Today I am going to share my review of Amber–a portable Apple Watch charger by ClearGrass. This review is going to be short as it’s just a charger for a watch so there’s not much to it.
Amber is an Apple Watch charger that also connects to your iPhone via Bluetooth to provide some data such as the remaining power left in the charger, as well as charge cycles it has gone through.
Amber charges from a standard wall outlet via micro USB cable. The down side is you will have to supply your own micro USB cable, because Amber does not come with one. Inside, where the watch charger is located is empty when you receive the portable charger, because you also have to supply your own Apple Watch charging cable. I don’t suggest using the cable that came with your Apple Watch. You have to wind the cable around the center core and the default cable that comes with the Apple Watch is long. I ended up going to the Apple Store and getting the shortest cable to use.

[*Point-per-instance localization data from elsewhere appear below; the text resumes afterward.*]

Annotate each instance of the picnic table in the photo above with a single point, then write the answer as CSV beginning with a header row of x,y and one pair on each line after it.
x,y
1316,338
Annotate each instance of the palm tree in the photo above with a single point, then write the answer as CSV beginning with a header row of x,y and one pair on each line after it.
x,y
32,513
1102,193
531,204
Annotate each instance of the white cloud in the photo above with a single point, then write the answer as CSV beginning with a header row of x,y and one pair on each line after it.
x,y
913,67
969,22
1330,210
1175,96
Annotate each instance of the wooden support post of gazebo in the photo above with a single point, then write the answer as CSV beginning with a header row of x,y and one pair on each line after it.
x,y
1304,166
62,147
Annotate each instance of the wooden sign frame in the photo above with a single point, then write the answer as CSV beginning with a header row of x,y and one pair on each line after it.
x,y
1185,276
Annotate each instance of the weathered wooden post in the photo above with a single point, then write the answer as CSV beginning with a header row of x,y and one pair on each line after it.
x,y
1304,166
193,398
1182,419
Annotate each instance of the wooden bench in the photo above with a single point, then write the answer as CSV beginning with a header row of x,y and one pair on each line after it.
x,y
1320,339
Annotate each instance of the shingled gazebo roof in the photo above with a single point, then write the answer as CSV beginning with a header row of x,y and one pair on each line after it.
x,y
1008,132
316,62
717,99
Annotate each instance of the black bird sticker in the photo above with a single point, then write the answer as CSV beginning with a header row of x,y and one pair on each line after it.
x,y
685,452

On the outside there is a USB port so can plug in and charge your iPhone at same time as your watch.
I have a stand in my room that charges my iPhone, Apple Watch, and iPad, so I only use this device when traveling.
An added benefit of Amber is it has a battery so you can keep it in a backpack when you take those trips to a theme park and be able to keep your Apple Watch charged so you don’t miss that dinner reservation. You can also keep your iPhone (or other devices) charged so you can take those thousand pictures.

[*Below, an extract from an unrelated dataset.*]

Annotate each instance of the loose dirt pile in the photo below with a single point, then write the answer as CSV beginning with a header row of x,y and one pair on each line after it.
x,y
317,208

In my test on a single full charge just charging my Apple Watch I can charge it from 1 percent too 100 percent seven times. If I just use its outside port to charge my iPhone I get about 2.5 full charges. Charging both the Apple Watch and iPhone at the same time, I can recharge twice on a single charge of the Amber.
This is a pretty great device. Ultimately, I give it a 7 out of 10 stars. I have to take off a little for having to supply my own micro USB and Apple Watch charging cables. I’d rate it higher if it came with everything you need out of the box and wasn’t a “some assembly required” device.